Metabolic syndrome has become a major public health challenge worldwide. Patients with MS are twice as likely to have cardiovascular disease and four times as likely to have type II diabetes mellitus than patients without MS. The mortality rate of cardiovascular or coronary arterial diseases is also increased 2.9–4.0 times in patients with MS.1–3 Recently, the incidence of obesity has risen rapidly, even in
Asian countries, making obesity-related disease a paramount concern.4,5 MS is one of the most important obesity-related phenotype complexes of hypertension, insulin resistance, low high-density lipoprotein (HDL)-cholesterol and hypertriglyceridemia.6 There is increasing evidence from clinical and epidemiological studies of associations between lower urinary tract symptoms (LUTS) and major chronic medical diseases as well as related lifestyle factors.7 These associations have stimulated interest in the contribution of factors R428 outside the urinary tract to urological symptoms; the so-called “beyond the bladder” hypothesis.8,9 Traditionally, the pathogenesis of benign prostatic Fulvestrant mw hyperplasia (BPH) and LUTS was explained as interaction between hormonal
and genetic factors. Increasing clinical significance of BPH and LUTS with increasing age is not only a urological issue. With increasing life expectancy, people demand better health-related life quality, which could cause an obesity epidemic.

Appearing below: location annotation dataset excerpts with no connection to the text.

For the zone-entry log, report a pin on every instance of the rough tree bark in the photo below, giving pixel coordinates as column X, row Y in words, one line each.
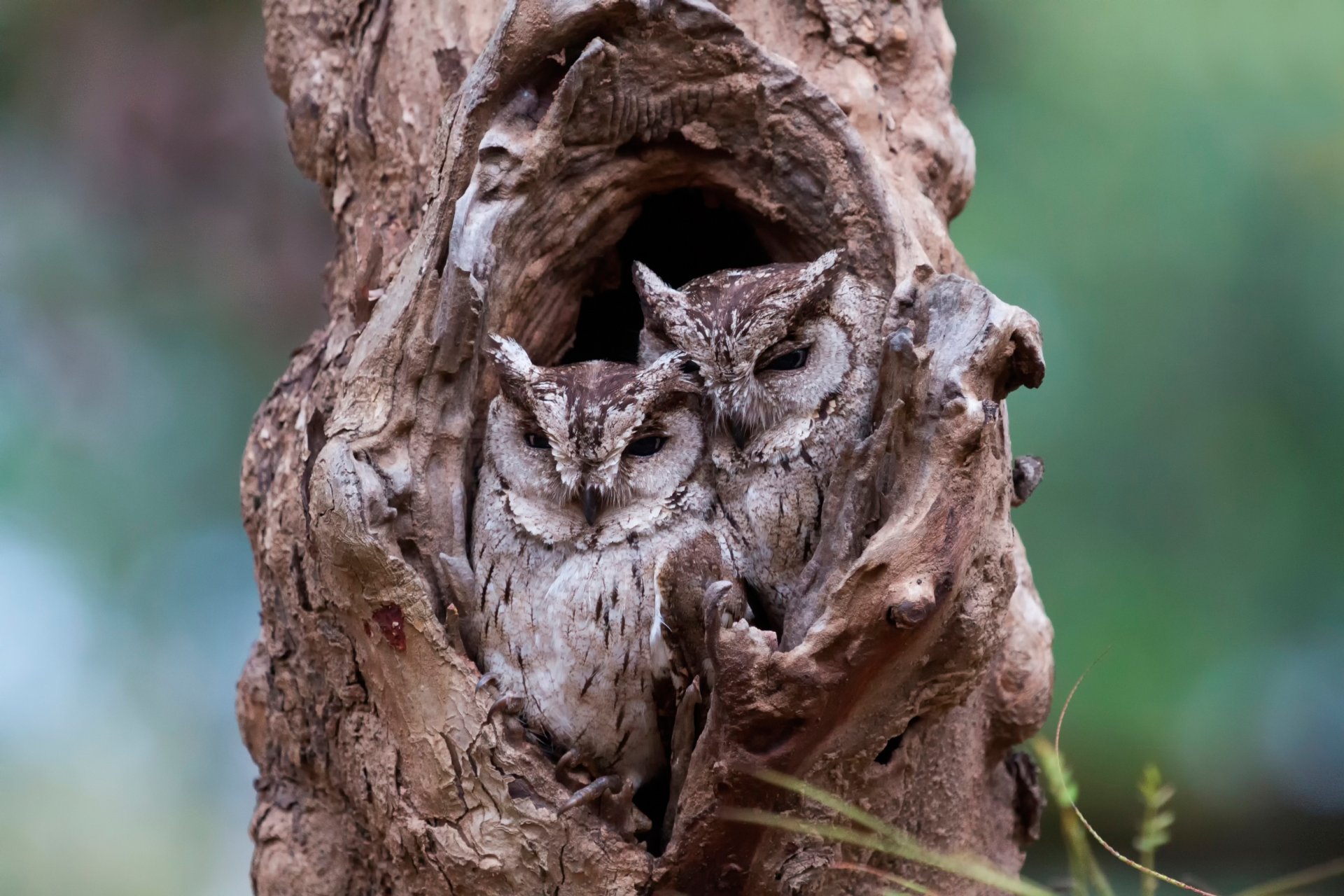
column 483, row 162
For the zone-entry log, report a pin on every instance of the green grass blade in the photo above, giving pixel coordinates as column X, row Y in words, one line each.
column 958, row 865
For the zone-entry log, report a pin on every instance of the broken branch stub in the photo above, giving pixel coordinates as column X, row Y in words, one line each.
column 378, row 750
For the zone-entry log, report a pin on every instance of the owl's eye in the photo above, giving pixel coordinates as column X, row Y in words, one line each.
column 647, row 447
column 794, row 360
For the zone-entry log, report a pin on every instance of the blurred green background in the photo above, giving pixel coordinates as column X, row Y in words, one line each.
column 1161, row 183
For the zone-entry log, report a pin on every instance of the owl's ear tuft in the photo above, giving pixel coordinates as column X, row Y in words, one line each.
column 657, row 300
column 820, row 279
column 811, row 290
column 517, row 371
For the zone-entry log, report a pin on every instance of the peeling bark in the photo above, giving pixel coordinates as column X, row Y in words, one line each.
column 483, row 164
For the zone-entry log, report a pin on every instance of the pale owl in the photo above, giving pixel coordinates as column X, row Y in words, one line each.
column 787, row 360
column 594, row 504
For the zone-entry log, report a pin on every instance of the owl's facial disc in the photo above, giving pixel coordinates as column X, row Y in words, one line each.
column 589, row 440
column 765, row 340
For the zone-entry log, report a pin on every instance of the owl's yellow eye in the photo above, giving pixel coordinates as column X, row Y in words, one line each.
column 794, row 360
column 647, row 447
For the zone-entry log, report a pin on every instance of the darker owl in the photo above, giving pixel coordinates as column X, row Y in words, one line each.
column 790, row 374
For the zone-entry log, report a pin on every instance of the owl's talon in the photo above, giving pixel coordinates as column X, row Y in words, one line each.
column 592, row 793
column 724, row 603
column 510, row 704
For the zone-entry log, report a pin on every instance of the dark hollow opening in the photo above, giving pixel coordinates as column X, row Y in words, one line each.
column 894, row 745
column 682, row 235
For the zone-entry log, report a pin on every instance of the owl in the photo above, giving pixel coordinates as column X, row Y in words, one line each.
column 787, row 354
column 594, row 493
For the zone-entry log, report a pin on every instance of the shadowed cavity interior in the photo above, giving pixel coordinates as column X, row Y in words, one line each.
column 682, row 235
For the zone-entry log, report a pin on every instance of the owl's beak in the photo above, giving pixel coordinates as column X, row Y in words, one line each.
column 592, row 503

Several cohort studies have independently reported that components of MS, including obesity, influence the development of BPH and LUTS. Increasing evidence suggests that modifiable risk factors may participate in the development of BPH and LUTS. The characteristics of MS may differ due to a population’s socioeconomic and cultural basis. Metabolic syndrome is defined based on the Adult Treatment Panel III of the National Cholesterol Education Program (ATPIII NCEP) diagnosis criteria as three or more of the following cardiovascular risk factors: (i) abdominal obesity (waist circumference ≥88 cm); (ii) elevated blood pressure
(≥130 mmHg systolic or ≥85 mmHg diastolic); (iii) high triglyceride level (≥150 mg/dL); (iv) glucose intolerance (fasting glucose Anacetrapib ≥110 mg/dL); and (v) low HDL-cholesterol level (<50 mg/dL).10 In the present study, body mass index (BMI) ≥25 kg/m2 was used as an indicator of obesity instead of waist circumference.11 For Asian populations, BMI ≥25 kg/m2 the new cut-off value for obesity because Asians have a proportionally higher percentage of total body fat and abdominal fat than Caucasians with the same BMI and thus obesity-related complications occur at a lower BMI.12–14 It is important to apply unified definition criteria, but racial and cultural differences should be considered among different populations in different countries. In a study of Asian North Indians, modified NCEP ATP III criteria showed the highest occurrence of MS in incident-type II diabetes mellitus (DM) patients.